Use the Force, er… Forecast, I Mean
I think it’s fair to say that I like models. Whether manifested with Legos, metadata, or economic indicators, I love seeing how inputs can affect outputs. So, when I discovered the forecast capabilities in the R suite, I couldn’t wait to give it a go.
Never Tell Me the Odds!
Many of the companies I have worked with either as a full time employee or as a consultant have struggled with forecasting. Without the proper toolset it can be difficult to accurately project where sales, inventory, or orders may be in the future. 12c’s Forecast function can take away many of the pain points associated with forecasting: poor data, lack of data, lack of statistical skill, and lack of time. For those skeptics out there, why wouldn’t you want to know what is within the realm of possibility (statistically speaking) based on past trends? Below we’ll walk through some examples of how this function works, and what options and parameters are available.
Feel the Forecast
Let’s take a look at the syntax on the Forecast function, and then I’ll break down the options and parameters.
FORECAST(numeric_expr, ([series]), output_column_name, options, [runtime_binded_options] )
Looks simple, and we even have the benefit of several optional parameters. What does each mean? I’m glad you asked…
numeric_expr is the metric that you wish to forecast.

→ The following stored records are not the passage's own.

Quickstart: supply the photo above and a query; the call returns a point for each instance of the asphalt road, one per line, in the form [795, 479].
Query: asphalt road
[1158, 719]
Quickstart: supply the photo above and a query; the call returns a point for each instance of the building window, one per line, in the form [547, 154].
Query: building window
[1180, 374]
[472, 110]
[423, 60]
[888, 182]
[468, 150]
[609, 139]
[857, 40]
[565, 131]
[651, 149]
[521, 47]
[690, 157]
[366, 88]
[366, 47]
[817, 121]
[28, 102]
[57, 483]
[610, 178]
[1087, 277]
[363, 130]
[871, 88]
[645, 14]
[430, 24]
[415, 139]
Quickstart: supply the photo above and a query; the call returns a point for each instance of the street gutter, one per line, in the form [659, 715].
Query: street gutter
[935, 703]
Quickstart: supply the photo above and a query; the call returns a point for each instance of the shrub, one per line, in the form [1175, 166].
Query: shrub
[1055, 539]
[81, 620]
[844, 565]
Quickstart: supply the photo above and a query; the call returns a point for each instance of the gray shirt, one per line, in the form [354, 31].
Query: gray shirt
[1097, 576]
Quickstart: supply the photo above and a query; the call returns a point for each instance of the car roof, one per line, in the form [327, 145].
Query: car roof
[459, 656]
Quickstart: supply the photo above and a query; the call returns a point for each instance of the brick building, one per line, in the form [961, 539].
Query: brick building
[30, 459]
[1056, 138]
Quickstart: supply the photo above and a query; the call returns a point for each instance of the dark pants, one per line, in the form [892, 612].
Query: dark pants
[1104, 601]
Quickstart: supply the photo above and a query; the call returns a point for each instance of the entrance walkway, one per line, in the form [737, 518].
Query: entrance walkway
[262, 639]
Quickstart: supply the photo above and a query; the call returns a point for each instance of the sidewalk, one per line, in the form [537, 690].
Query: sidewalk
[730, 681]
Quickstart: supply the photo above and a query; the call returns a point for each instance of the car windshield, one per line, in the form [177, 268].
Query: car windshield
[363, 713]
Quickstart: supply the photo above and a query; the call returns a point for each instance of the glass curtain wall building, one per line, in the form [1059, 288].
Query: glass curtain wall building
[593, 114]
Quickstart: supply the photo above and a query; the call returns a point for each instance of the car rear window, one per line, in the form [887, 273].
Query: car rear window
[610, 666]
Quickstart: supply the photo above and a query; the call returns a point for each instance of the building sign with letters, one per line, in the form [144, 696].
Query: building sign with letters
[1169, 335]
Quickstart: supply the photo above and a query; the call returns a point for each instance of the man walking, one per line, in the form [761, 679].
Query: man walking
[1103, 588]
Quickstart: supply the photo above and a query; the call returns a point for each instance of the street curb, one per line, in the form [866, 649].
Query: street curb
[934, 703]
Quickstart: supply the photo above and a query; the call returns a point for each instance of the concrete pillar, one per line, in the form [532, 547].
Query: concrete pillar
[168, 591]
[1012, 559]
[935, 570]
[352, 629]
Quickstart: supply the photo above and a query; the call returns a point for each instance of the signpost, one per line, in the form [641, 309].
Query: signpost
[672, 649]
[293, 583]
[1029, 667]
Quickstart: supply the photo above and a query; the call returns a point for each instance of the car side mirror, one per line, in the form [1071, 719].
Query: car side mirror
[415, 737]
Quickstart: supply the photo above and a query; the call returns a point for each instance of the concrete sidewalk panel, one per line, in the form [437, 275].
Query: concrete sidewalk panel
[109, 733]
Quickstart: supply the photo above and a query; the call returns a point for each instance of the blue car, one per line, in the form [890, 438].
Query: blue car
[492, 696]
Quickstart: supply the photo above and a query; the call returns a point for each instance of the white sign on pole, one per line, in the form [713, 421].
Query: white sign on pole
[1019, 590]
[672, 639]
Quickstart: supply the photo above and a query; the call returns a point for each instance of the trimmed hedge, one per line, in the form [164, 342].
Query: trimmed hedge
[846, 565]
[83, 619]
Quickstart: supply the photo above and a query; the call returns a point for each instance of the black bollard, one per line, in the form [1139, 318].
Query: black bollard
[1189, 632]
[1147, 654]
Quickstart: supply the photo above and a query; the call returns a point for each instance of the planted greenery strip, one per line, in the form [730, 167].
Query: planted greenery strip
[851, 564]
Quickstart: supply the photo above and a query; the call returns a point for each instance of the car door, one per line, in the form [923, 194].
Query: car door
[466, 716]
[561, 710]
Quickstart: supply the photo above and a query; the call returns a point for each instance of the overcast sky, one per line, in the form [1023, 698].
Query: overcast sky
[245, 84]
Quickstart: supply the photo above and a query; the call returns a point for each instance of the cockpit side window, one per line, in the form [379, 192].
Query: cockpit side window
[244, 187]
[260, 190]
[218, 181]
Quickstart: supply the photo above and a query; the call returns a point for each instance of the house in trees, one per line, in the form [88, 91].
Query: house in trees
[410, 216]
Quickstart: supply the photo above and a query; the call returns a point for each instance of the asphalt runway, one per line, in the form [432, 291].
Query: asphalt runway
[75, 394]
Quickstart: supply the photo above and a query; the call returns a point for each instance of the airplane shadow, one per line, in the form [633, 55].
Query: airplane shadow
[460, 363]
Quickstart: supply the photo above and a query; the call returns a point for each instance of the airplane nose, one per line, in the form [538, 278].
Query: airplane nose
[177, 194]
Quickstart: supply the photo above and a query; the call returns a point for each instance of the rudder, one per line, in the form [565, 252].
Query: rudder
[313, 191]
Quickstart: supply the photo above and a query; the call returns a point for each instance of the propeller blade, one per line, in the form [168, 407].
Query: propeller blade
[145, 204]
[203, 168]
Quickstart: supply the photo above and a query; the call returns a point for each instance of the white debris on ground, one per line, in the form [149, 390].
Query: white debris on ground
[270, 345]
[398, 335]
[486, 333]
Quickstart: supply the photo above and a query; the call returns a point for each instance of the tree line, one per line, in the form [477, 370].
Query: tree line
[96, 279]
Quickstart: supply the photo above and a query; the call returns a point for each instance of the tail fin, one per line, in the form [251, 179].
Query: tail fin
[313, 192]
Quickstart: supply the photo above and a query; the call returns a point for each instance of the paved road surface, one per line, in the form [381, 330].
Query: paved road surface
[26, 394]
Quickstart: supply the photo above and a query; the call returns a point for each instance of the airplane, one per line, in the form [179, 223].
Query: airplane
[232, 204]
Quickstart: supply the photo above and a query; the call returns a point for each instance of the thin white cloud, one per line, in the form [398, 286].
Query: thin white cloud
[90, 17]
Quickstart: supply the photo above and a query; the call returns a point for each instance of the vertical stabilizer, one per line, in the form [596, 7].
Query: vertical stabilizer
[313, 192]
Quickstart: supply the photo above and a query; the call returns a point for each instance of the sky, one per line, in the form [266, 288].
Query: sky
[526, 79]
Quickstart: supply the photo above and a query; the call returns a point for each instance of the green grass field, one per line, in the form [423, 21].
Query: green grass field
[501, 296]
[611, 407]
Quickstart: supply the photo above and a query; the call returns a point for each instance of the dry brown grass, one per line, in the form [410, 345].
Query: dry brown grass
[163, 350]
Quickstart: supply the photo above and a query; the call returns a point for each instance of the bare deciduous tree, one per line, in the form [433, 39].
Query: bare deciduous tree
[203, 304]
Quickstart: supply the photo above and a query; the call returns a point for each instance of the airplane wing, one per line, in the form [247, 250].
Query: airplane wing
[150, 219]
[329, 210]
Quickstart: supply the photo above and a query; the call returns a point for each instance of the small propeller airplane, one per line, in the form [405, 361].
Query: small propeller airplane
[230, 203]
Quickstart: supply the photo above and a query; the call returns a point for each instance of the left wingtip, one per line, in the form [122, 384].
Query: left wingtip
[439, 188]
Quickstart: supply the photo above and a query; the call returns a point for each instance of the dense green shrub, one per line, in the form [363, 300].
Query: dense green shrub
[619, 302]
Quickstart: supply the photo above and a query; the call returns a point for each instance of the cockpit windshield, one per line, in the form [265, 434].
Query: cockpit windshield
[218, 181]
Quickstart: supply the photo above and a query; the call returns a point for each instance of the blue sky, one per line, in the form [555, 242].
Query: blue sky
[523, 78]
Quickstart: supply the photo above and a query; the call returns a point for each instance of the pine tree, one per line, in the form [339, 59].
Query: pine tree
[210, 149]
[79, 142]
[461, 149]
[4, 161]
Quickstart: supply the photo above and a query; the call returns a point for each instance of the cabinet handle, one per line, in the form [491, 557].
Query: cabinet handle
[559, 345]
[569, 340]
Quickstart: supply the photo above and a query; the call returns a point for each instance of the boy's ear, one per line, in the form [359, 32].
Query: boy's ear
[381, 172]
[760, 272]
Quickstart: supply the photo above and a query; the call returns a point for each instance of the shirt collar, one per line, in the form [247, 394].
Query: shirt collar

series is an optional parameter that dictates the grain of the date/time dimension on which the forecast will be conducted. This can be a series of date/time dimension columns, or just a singular input, depending on how you’d like to forecast. If this parameter is omitted, the BI server will determine the level of the time dimension to use at run time. (A quick digression on this topic: make sure you have a properly configured time dimension with a working hierarchy to prevent the BI Server from getting confused. Also, be sure to set this column if your selected measure column joins to multiple date/time dimensions!)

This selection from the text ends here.